In partnership with the Paulding County School District, Paulding County 4-H has become a staple inside the 5th-grade classroom over the past two decades. 4-H club meetings focus on a wide variety of topics including; leadership, citizenship, and healthy living, all while reinforcing science standards and promoting confidence in public speaking. In Paulding, the Project Achievement Public Speaking program begins in the classroom. Each year, 4-H leaders in Paulding see approximately 1,200 student presentations inside the classroom, about 60% of our total 5th-grade club participation. Students that complete their classroom presentation are invited to compete at the district level. From 2018-2020, Paulding 4-H had an average of 45 students compete. In 2021Paulding County 4-H held its first-ever county-level competition. Due to its success, this county competition was repeated again in 2022. The average participation for the 2021 and 2022 competitions increased by 42% increase from the 2018-2020 average.

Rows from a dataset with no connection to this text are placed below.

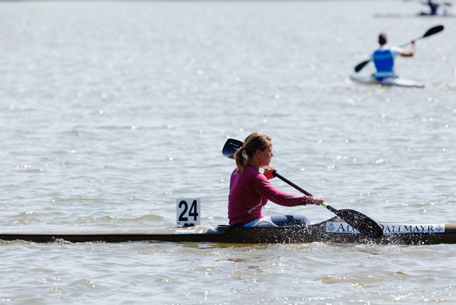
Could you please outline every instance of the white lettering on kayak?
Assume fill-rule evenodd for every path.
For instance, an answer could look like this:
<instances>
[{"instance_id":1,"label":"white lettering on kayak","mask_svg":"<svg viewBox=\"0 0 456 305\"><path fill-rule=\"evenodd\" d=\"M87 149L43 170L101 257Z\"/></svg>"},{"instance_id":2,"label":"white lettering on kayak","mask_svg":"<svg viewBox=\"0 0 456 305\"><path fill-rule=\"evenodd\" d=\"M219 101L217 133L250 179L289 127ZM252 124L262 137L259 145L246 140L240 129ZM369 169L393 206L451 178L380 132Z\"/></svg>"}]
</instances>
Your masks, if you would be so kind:
<instances>
[{"instance_id":1,"label":"white lettering on kayak","mask_svg":"<svg viewBox=\"0 0 456 305\"><path fill-rule=\"evenodd\" d=\"M202 229L177 229L175 234L203 234Z\"/></svg>"},{"instance_id":2,"label":"white lettering on kayak","mask_svg":"<svg viewBox=\"0 0 456 305\"><path fill-rule=\"evenodd\" d=\"M383 234L445 233L444 224L378 224ZM327 233L359 233L346 222L327 222Z\"/></svg>"}]
</instances>

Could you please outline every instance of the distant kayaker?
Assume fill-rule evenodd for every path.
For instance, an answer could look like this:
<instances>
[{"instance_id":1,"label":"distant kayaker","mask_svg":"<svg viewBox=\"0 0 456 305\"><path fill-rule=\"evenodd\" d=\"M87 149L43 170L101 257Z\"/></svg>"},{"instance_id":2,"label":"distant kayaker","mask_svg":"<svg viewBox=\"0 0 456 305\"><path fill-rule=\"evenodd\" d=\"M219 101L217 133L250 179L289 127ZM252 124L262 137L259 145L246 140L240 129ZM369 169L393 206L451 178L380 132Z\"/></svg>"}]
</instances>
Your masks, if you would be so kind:
<instances>
[{"instance_id":1,"label":"distant kayaker","mask_svg":"<svg viewBox=\"0 0 456 305\"><path fill-rule=\"evenodd\" d=\"M433 2L431 0L428 0L427 3L423 3L423 4L428 4L428 6L429 6L430 9L430 11L429 13L425 12L425 11L422 11L420 13L420 15L425 15L425 16L435 16L437 15L437 10L439 8L440 4L436 4L435 2Z\"/></svg>"},{"instance_id":2,"label":"distant kayaker","mask_svg":"<svg viewBox=\"0 0 456 305\"><path fill-rule=\"evenodd\" d=\"M415 54L415 40L411 41L410 50L405 51L398 46L389 46L385 33L378 35L380 48L372 53L372 60L375 65L377 72L373 75L378 81L388 78L397 78L394 73L394 58L398 55L404 57L411 57Z\"/></svg>"},{"instance_id":3,"label":"distant kayaker","mask_svg":"<svg viewBox=\"0 0 456 305\"><path fill-rule=\"evenodd\" d=\"M293 195L276 189L269 180L276 169L269 166L272 140L266 134L253 133L234 154L237 167L229 181L228 218L229 225L243 227L305 226L307 217L301 215L264 217L261 208L268 200L288 207L320 205L318 196ZM264 172L259 172L260 167Z\"/></svg>"}]
</instances>

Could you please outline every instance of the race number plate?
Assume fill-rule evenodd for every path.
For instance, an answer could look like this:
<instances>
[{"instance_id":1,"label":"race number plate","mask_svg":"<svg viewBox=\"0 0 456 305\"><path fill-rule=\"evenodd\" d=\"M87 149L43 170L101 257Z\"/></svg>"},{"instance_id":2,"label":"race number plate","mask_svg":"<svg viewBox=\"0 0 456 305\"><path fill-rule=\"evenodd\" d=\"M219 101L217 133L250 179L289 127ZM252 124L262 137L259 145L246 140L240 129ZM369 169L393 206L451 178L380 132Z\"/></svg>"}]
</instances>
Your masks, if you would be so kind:
<instances>
[{"instance_id":1,"label":"race number plate","mask_svg":"<svg viewBox=\"0 0 456 305\"><path fill-rule=\"evenodd\" d=\"M177 225L180 227L200 224L201 202L200 198L177 198Z\"/></svg>"}]
</instances>

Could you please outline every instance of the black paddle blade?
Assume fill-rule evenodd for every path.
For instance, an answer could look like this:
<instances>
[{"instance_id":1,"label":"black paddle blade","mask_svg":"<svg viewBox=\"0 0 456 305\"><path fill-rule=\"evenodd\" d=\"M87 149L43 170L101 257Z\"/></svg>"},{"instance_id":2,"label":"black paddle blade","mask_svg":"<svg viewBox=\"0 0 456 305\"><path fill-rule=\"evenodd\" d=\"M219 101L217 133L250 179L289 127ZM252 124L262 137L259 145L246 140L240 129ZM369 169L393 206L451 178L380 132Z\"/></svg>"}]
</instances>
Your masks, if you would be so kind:
<instances>
[{"instance_id":1,"label":"black paddle blade","mask_svg":"<svg viewBox=\"0 0 456 305\"><path fill-rule=\"evenodd\" d=\"M339 210L335 213L361 233L373 239L381 238L383 229L373 219L354 210Z\"/></svg>"},{"instance_id":2,"label":"black paddle blade","mask_svg":"<svg viewBox=\"0 0 456 305\"><path fill-rule=\"evenodd\" d=\"M355 67L355 72L358 73L358 72L361 71L363 69L363 68L364 68L366 66L366 65L369 63L370 61L370 59L368 59L367 61L364 61L362 63L359 63Z\"/></svg>"},{"instance_id":3,"label":"black paddle blade","mask_svg":"<svg viewBox=\"0 0 456 305\"><path fill-rule=\"evenodd\" d=\"M230 159L234 158L234 152L239 148L242 147L244 143L238 140L235 139L228 139L225 143L225 145L223 145L223 149L222 150L222 154Z\"/></svg>"},{"instance_id":4,"label":"black paddle blade","mask_svg":"<svg viewBox=\"0 0 456 305\"><path fill-rule=\"evenodd\" d=\"M428 31L426 31L426 33L425 33L425 34L423 36L423 38L436 34L438 32L441 32L442 31L443 31L445 27L442 25L438 25L438 26L434 26L433 28L430 28L430 29L428 30Z\"/></svg>"}]
</instances>

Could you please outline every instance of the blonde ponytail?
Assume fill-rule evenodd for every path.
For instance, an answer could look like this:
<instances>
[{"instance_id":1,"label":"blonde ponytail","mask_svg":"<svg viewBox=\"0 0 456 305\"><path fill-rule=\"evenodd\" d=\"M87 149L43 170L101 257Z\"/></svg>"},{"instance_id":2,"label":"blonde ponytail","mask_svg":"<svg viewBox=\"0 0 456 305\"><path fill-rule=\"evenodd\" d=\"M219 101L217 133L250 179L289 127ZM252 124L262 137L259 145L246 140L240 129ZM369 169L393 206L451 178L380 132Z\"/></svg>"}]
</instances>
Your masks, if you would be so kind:
<instances>
[{"instance_id":1,"label":"blonde ponytail","mask_svg":"<svg viewBox=\"0 0 456 305\"><path fill-rule=\"evenodd\" d=\"M272 139L266 133L255 132L247 136L244 145L234 153L237 172L242 172L257 150L264 150L272 144ZM245 152L245 153L244 153Z\"/></svg>"}]
</instances>

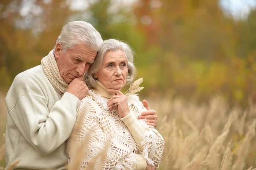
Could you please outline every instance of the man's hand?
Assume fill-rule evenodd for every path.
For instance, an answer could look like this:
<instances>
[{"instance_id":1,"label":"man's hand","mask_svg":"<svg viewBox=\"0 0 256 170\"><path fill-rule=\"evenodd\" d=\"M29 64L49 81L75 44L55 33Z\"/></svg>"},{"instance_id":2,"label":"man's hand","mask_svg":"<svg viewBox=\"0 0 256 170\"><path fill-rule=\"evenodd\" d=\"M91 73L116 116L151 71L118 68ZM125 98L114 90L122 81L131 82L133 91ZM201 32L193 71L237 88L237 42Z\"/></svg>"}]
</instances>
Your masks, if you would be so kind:
<instances>
[{"instance_id":1,"label":"man's hand","mask_svg":"<svg viewBox=\"0 0 256 170\"><path fill-rule=\"evenodd\" d=\"M154 170L155 167L153 165L151 165L147 163L147 167L146 167L146 169L145 170Z\"/></svg>"},{"instance_id":2,"label":"man's hand","mask_svg":"<svg viewBox=\"0 0 256 170\"><path fill-rule=\"evenodd\" d=\"M138 118L142 120L145 119L148 125L152 126L155 128L156 127L157 125L157 112L154 110L150 109L148 103L145 100L142 101L142 103L148 111L143 112L141 116L138 116Z\"/></svg>"},{"instance_id":3,"label":"man's hand","mask_svg":"<svg viewBox=\"0 0 256 170\"><path fill-rule=\"evenodd\" d=\"M84 78L83 76L74 78L70 84L66 92L75 95L79 100L81 100L86 96L88 91L84 80Z\"/></svg>"}]
</instances>

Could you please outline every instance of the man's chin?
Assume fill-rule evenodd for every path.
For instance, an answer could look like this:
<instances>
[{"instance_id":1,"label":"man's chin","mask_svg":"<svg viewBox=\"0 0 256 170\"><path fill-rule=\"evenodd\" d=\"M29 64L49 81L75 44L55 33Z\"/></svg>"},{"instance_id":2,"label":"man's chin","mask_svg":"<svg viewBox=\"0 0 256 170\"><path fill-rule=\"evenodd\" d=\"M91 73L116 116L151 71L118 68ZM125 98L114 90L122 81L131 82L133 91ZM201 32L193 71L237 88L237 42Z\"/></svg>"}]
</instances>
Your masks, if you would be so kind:
<instances>
[{"instance_id":1,"label":"man's chin","mask_svg":"<svg viewBox=\"0 0 256 170\"><path fill-rule=\"evenodd\" d=\"M66 78L66 79L64 79L64 80L65 81L66 81L68 84L69 84L71 82L71 81L72 81L73 80L74 80L73 79L72 79L72 78Z\"/></svg>"}]
</instances>

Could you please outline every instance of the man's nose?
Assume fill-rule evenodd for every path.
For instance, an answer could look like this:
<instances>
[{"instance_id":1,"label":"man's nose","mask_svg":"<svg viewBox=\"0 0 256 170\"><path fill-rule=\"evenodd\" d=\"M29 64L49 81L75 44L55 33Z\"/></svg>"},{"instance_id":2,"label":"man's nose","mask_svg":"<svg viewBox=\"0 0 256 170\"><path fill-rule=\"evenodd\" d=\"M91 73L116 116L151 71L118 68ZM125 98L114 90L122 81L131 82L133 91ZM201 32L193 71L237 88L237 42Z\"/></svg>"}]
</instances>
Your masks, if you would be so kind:
<instances>
[{"instance_id":1,"label":"man's nose","mask_svg":"<svg viewBox=\"0 0 256 170\"><path fill-rule=\"evenodd\" d=\"M85 72L85 64L80 63L77 65L76 71L79 74L79 75L81 76Z\"/></svg>"}]
</instances>

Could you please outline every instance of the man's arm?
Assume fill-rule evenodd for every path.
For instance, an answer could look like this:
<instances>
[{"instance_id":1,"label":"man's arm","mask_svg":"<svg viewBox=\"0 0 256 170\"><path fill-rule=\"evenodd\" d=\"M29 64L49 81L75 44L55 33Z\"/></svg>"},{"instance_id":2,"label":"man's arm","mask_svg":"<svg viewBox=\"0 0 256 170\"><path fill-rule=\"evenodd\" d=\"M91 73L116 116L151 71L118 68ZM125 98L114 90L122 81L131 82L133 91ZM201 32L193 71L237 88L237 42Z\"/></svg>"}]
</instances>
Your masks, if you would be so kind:
<instances>
[{"instance_id":1,"label":"man's arm","mask_svg":"<svg viewBox=\"0 0 256 170\"><path fill-rule=\"evenodd\" d=\"M157 112L154 110L150 109L148 103L145 100L143 100L142 103L148 110L143 112L141 115L138 116L138 119L145 120L148 125L151 125L156 128L157 125Z\"/></svg>"},{"instance_id":2,"label":"man's arm","mask_svg":"<svg viewBox=\"0 0 256 170\"><path fill-rule=\"evenodd\" d=\"M9 114L27 141L38 152L48 154L69 137L80 100L66 92L49 112L48 98L55 92L47 94L35 76L29 76L27 80L20 78L14 81L16 88L9 97L18 96L13 107L8 108Z\"/></svg>"}]
</instances>

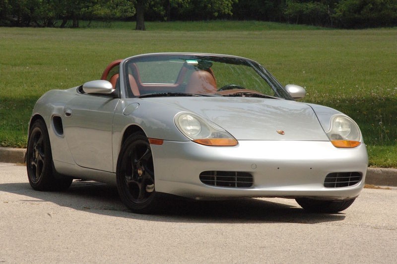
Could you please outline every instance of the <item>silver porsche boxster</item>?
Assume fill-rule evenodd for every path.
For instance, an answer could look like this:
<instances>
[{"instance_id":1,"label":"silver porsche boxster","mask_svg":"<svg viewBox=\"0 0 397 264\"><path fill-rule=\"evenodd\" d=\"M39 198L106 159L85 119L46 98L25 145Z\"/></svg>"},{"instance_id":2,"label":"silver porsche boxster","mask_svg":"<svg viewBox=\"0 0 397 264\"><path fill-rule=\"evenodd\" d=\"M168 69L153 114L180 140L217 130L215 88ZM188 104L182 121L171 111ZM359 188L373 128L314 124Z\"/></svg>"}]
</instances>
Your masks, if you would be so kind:
<instances>
[{"instance_id":1,"label":"silver porsche boxster","mask_svg":"<svg viewBox=\"0 0 397 264\"><path fill-rule=\"evenodd\" d=\"M309 211L339 212L364 185L366 146L349 117L295 101L305 93L239 57L115 61L101 80L38 99L29 181L40 190L66 189L73 178L114 184L141 213L158 207L164 193L286 197Z\"/></svg>"}]
</instances>

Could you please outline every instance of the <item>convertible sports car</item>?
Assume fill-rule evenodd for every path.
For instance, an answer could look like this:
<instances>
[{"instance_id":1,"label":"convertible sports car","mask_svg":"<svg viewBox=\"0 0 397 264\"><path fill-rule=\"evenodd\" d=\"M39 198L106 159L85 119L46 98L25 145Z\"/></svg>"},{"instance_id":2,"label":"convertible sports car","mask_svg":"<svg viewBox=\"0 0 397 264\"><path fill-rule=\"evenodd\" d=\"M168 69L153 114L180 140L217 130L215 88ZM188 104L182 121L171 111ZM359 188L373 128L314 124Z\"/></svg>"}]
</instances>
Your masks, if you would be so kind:
<instances>
[{"instance_id":1,"label":"convertible sports car","mask_svg":"<svg viewBox=\"0 0 397 264\"><path fill-rule=\"evenodd\" d=\"M366 147L348 116L294 100L305 93L239 57L117 60L100 80L37 101L29 181L39 190L66 189L73 178L115 184L141 213L155 210L164 193L286 197L309 211L339 212L364 184Z\"/></svg>"}]
</instances>

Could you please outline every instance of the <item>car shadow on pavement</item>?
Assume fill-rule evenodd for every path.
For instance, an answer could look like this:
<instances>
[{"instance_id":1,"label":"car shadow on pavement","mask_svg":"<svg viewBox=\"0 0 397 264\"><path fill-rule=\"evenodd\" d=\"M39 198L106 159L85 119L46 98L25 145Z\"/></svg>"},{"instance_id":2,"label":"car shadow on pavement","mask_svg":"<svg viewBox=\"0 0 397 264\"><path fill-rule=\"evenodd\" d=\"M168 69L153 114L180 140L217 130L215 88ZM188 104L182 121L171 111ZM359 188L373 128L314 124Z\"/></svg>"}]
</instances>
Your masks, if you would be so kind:
<instances>
[{"instance_id":1,"label":"car shadow on pavement","mask_svg":"<svg viewBox=\"0 0 397 264\"><path fill-rule=\"evenodd\" d=\"M27 182L3 183L0 184L0 191L29 197L19 200L21 202L48 201L92 213L152 221L316 224L342 221L345 218L343 213L308 213L297 204L291 205L274 202L274 200L240 198L195 201L169 195L162 199L160 209L155 214L135 214L120 201L115 187L94 181L75 180L69 189L63 192L35 191Z\"/></svg>"}]
</instances>

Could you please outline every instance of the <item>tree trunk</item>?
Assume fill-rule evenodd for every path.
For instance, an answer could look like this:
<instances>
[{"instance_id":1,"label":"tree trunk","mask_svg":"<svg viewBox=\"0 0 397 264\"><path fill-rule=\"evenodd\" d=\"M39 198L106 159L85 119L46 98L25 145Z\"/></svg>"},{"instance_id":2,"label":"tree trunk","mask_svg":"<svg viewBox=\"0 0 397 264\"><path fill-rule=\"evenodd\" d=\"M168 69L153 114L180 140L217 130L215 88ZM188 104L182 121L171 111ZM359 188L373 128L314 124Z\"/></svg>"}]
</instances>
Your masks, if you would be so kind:
<instances>
[{"instance_id":1,"label":"tree trunk","mask_svg":"<svg viewBox=\"0 0 397 264\"><path fill-rule=\"evenodd\" d=\"M64 17L62 19L62 23L61 24L60 27L61 27L61 28L64 28L66 25L66 23L67 23L67 18L66 17Z\"/></svg>"},{"instance_id":2,"label":"tree trunk","mask_svg":"<svg viewBox=\"0 0 397 264\"><path fill-rule=\"evenodd\" d=\"M137 0L136 6L136 25L135 26L135 30L146 30L145 27L145 20L143 15L145 12L145 1L143 0Z\"/></svg>"}]
</instances>

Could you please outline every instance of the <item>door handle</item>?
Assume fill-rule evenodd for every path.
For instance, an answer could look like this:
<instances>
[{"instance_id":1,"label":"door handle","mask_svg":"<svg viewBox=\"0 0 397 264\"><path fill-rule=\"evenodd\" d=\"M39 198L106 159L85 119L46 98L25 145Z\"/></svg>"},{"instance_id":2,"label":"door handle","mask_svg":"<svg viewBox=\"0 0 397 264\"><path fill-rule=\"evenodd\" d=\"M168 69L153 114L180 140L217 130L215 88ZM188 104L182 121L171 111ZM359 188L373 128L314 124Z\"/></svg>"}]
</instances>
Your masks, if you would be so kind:
<instances>
[{"instance_id":1,"label":"door handle","mask_svg":"<svg viewBox=\"0 0 397 264\"><path fill-rule=\"evenodd\" d=\"M70 108L66 108L66 110L65 110L65 116L66 117L71 116L71 109Z\"/></svg>"}]
</instances>

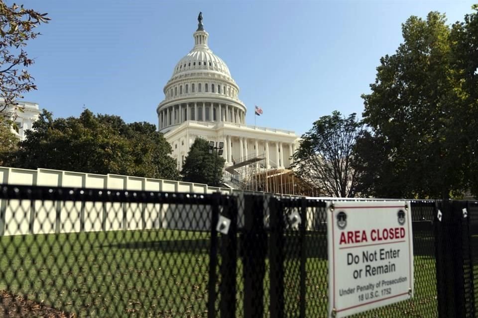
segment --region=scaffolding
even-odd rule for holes
[[[226,168],[224,183],[241,190],[280,194],[319,196],[320,191],[295,175],[290,169],[278,167],[269,160],[267,168],[264,154],[249,155]]]

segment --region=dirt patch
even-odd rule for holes
[[[20,296],[0,291],[0,318],[75,318],[74,314],[68,314],[40,303],[25,299]]]

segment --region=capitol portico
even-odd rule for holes
[[[264,168],[288,168],[297,144],[293,131],[246,124],[247,108],[226,63],[208,45],[202,15],[194,45],[174,67],[158,105],[160,132],[171,145],[178,167],[197,137],[223,142],[226,166],[261,158]]]

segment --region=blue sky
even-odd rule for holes
[[[439,11],[451,24],[473,1],[21,3],[52,19],[28,44],[38,90],[24,99],[55,117],[78,116],[86,107],[156,124],[163,87],[192,48],[202,11],[210,47],[239,85],[247,123],[254,124],[256,104],[264,111],[258,126],[301,134],[333,110],[361,114],[360,94],[369,91],[380,58],[402,42],[410,15]]]

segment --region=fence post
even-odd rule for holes
[[[307,225],[307,200],[302,198],[301,200],[300,218],[301,222],[299,225],[300,240],[300,316],[301,318],[305,318],[305,263],[307,260],[306,252],[307,249],[307,241],[305,238],[305,230]]]
[[[467,303],[470,304],[471,305],[471,308],[470,308],[471,316],[472,317],[477,317],[477,308],[476,304],[475,304],[475,275],[474,274],[473,269],[474,263],[473,263],[473,253],[472,251],[472,233],[470,230],[470,219],[471,218],[471,211],[470,210],[470,201],[467,201],[466,203],[466,209],[468,212],[468,215],[466,218],[465,221],[466,222],[465,231],[467,233],[467,238],[468,238],[467,243],[468,244],[468,249],[467,251],[468,255],[469,256],[468,259],[468,268],[470,270],[470,286],[469,286],[470,292],[469,294],[467,296],[468,296],[469,298],[467,300]]]
[[[267,236],[264,228],[264,198],[244,195],[241,251],[244,277],[244,317],[264,315],[264,276]]]
[[[208,282],[208,318],[216,317],[216,300],[217,293],[216,284],[218,280],[216,267],[218,265],[218,231],[216,226],[219,220],[220,194],[213,194],[211,204],[211,239],[209,247],[209,281]]]
[[[452,213],[452,238],[450,251],[450,259],[453,262],[452,273],[449,275],[453,277],[453,294],[450,299],[455,301],[455,313],[456,317],[466,317],[465,308],[465,272],[463,247],[463,222],[462,206],[459,201],[451,201],[450,212]]]
[[[466,203],[443,200],[435,219],[437,292],[440,318],[474,317],[473,265]],[[441,220],[440,220],[440,218]]]
[[[236,317],[236,269],[238,257],[238,200],[235,197],[223,197],[222,215],[231,220],[229,231],[221,235],[221,318]]]
[[[282,318],[284,315],[284,231],[285,222],[282,202],[271,197],[269,201],[270,239],[269,272],[270,281],[270,317]]]
[[[448,317],[447,286],[448,276],[446,275],[446,242],[448,239],[449,231],[446,225],[448,223],[449,214],[443,209],[442,202],[436,201],[433,215],[434,232],[435,248],[435,268],[437,276],[437,303],[439,318]]]

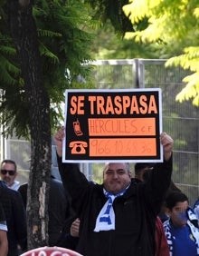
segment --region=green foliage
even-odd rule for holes
[[[175,56],[168,65],[189,68],[193,75],[185,77],[188,83],[176,100],[193,100],[199,106],[199,8],[197,0],[134,0],[123,6],[136,31],[126,34],[137,42],[158,44],[164,54]],[[147,20],[139,29],[137,24]]]
[[[4,134],[28,137],[29,107],[16,50],[10,36],[6,8],[0,4],[0,84],[2,89],[0,122]],[[90,83],[90,67],[82,63],[92,60],[92,34],[88,33],[90,17],[79,1],[37,0],[33,6],[37,25],[43,83],[51,99],[51,121],[54,129],[60,124],[64,91],[73,86],[84,87],[83,77]],[[79,84],[79,85],[77,85]]]

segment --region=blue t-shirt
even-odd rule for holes
[[[172,225],[171,234],[173,237],[174,256],[196,256],[196,244],[188,225],[175,228]]]

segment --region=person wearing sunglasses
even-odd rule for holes
[[[15,181],[17,176],[17,168],[14,161],[10,159],[3,160],[1,162],[1,180],[4,181],[9,189],[17,191],[20,182]]]

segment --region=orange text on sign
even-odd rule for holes
[[[89,118],[90,136],[156,135],[156,119]]]
[[[89,96],[90,114],[146,114],[157,113],[154,95]],[[73,95],[70,102],[71,114],[84,114],[85,96]]]
[[[90,156],[156,156],[156,138],[90,139]]]

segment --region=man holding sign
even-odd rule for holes
[[[54,136],[65,189],[81,220],[77,251],[84,256],[154,256],[155,222],[172,173],[173,139],[162,133],[164,162],[147,182],[135,182],[127,162],[109,162],[103,184],[87,181],[78,164],[62,162],[64,128]]]

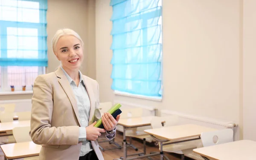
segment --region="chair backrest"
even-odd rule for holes
[[[99,103],[99,108],[101,109],[99,111],[102,115],[103,113],[107,112],[112,106],[113,104],[111,102]]]
[[[233,142],[233,131],[231,128],[222,129],[201,134],[204,147]]]
[[[13,121],[13,112],[1,112],[0,113],[0,121],[1,122]]]
[[[0,111],[5,112],[14,112],[15,103],[6,103],[0,105]]]
[[[30,127],[17,127],[12,129],[12,134],[17,143],[32,141],[29,135]]]
[[[31,112],[17,112],[15,114],[18,117],[19,121],[30,120],[31,119]]]
[[[120,119],[137,118],[142,116],[143,109],[140,107],[131,108],[122,108]]]

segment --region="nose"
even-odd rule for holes
[[[69,56],[72,57],[76,55],[76,52],[74,49],[71,49],[70,52]]]

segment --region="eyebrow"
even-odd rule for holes
[[[77,46],[77,45],[80,45],[80,44],[75,44],[75,45],[74,45],[74,46],[73,46],[73,47],[76,47],[76,46]],[[61,49],[67,49],[67,47],[64,47],[61,48],[60,49],[60,50],[61,50]]]

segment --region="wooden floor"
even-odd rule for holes
[[[6,140],[6,137],[0,137],[0,140]],[[100,140],[99,140],[100,141]],[[122,142],[122,133],[120,132],[117,132],[116,136],[115,139],[115,141],[117,142],[119,145],[121,145]],[[129,142],[129,139],[127,139],[127,142]],[[131,147],[128,147],[127,148],[128,154],[135,154],[136,153],[140,153],[143,152],[143,141],[140,140],[134,139],[132,141],[132,144],[136,146],[139,151],[135,151]],[[110,145],[108,142],[100,143],[100,145],[104,148],[111,148],[115,147],[113,144]],[[148,154],[151,152],[157,151],[159,152],[158,146],[155,146],[154,143],[146,143],[146,153]],[[123,155],[122,149],[115,149],[113,150],[105,151],[102,152],[105,160],[112,160],[115,158],[119,158],[120,157]],[[180,160],[180,156],[177,154],[170,154],[168,153],[164,152],[164,154],[166,155],[170,160]],[[151,157],[152,160],[159,160],[160,156],[157,155]],[[4,160],[4,156],[2,150],[0,148],[0,160]],[[17,159],[19,160],[23,160],[22,159]],[[147,158],[143,158],[138,159],[138,160],[148,160]],[[185,157],[186,160],[192,160],[191,158]]]

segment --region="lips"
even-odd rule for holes
[[[75,58],[75,59],[72,59],[70,61],[69,61],[69,62],[71,62],[71,63],[75,63],[77,61],[78,61],[79,58]]]

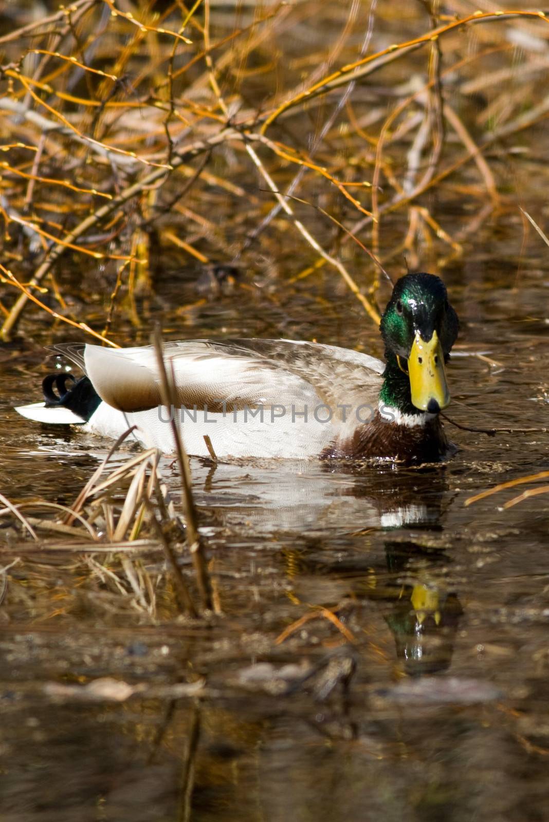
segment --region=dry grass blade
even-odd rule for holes
[[[538,226],[538,224],[535,221],[535,219],[533,219],[533,218],[532,218],[530,216],[530,215],[528,213],[528,211],[525,211],[524,208],[521,208],[520,206],[519,206],[519,208],[522,211],[522,213],[524,215],[524,216],[526,217],[526,219],[532,224],[532,225],[533,225],[534,229],[536,229],[536,231],[537,232],[537,233],[539,234],[539,236],[542,238],[542,239],[545,242],[546,246],[549,246],[549,238],[547,238],[547,235],[543,233],[543,232],[542,231],[542,229],[540,229],[540,227]]]
[[[501,483],[500,485],[495,485],[493,488],[488,488],[487,491],[482,491],[479,494],[475,494],[474,496],[469,496],[468,499],[465,500],[464,505],[470,506],[473,502],[478,502],[479,500],[491,496],[492,494],[496,494],[499,491],[504,491],[505,488],[514,488],[515,486],[523,485],[525,483],[535,483],[538,479],[546,479],[547,477],[549,477],[549,471],[540,471],[539,473],[532,473],[528,477],[511,479],[508,483]]]
[[[9,511],[11,511],[11,513],[13,514],[14,516],[17,517],[19,521],[23,524],[23,525],[27,529],[27,531],[29,532],[33,539],[38,539],[36,532],[35,531],[35,529],[33,529],[28,520],[26,520],[25,517],[24,517],[23,515],[20,513],[17,506],[14,506],[12,502],[10,502],[9,500],[6,499],[3,494],[0,494],[0,502],[3,502],[3,504],[6,506],[6,508]]]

Of the 63 youths completing a demonstration at the county level in 2022, 36 youths completed evaluations about the project achievement process. According to the results, 75% of the respondents said they “agreed” or “strongly agreed” that they are more confident speaking in front of people because of Project Achievement, 83% said they “agreed” or “strongly agreed” that because of Project Achievement, they are better at preparing a presentation. 78% of respondents also stated that they “agreed” or “strongly agreed” that they are better at giving a presentation because of Project Achievement. Finally, 81% said they “agreed” or “strongly agreed” that because of Project Achievement, they learned more about their topic area.
When asked what is the most important thing they learned during the Project Achievement process, one youth commented, the most important thing they learned is “to not be afraid to speak in front of a large crowd,” while another youth commented that the most important thing they learned “is how to be more accountable and finish a goal”. 5th-grade educators were also asked to reflect on the Project Achievement program. Ms. Matthews, from Poole Elementary, noted that “Students need to learn public speaking and presenting! This program is very engaging and aligns with our standards.” Mrs. Hatzileris from Poole Elementary also commented that “the presentations teach students how to be responsible. I also love the connection to real-world knowledge of jobs”.
AGRICULTURAL AND NATURAL RESOURCES-Engaging Youth in Agricultural and Environmental Literacy Through Gardening
In an effort to increase agricultural and environmental literacy, Agriculture and Natural Resources staff in Paulding worked with volunteers, community leaders, and educators to reach youth with hands-on gardening education. Master Gardener Extension Volunteer Interns constructed the garden and in July 2022 it officially opened as the first public children’s garden in Paulding County. Volunteers donated more than 475 hours of their time to construction and programming in the Sensory Garden, valued at $13,512.30 to Paulding County. The garden has support from community partners including Paulding County Farm Bureau, The Dallas Rotary Club, and a local home improvement/gardening retailer. It received a Grow More Good Grant along with funds from a Rotary District Grant to help with construction and planting. Funding for these sources has been granted in the amount of $4500.
Extension Staff and Master Gardeners have used the sensory garden to conduct Junior Master Gardener programs, a Youth Science Day in conjunction with the Great Georgia Pollinator Census, and a Garden Storytime program for preschool youth. Passive Garden visits are common with self-guided tour information provided for visitors to make the most of their visit. The five senses can be experienced by visitors in different ways around the garden. Feedback from parents with special needs children who have made passive visits has been wholly positive. One parent of an autistic child noted, “This is just what he needs. Being able to touch and feel things in the garden helps nurture his curiosity and build his confidence.” Youth gardening programming falls across our ANR and 4-H programming has directly reached 143 Youth and Adult participants since the Ribbon Cutting on the Sensory Garden in July with education that spans several of Extension’s critical reporting issues including Sustainability, Conservation & the Environment; Urban Agriculture; Youth & Family Development.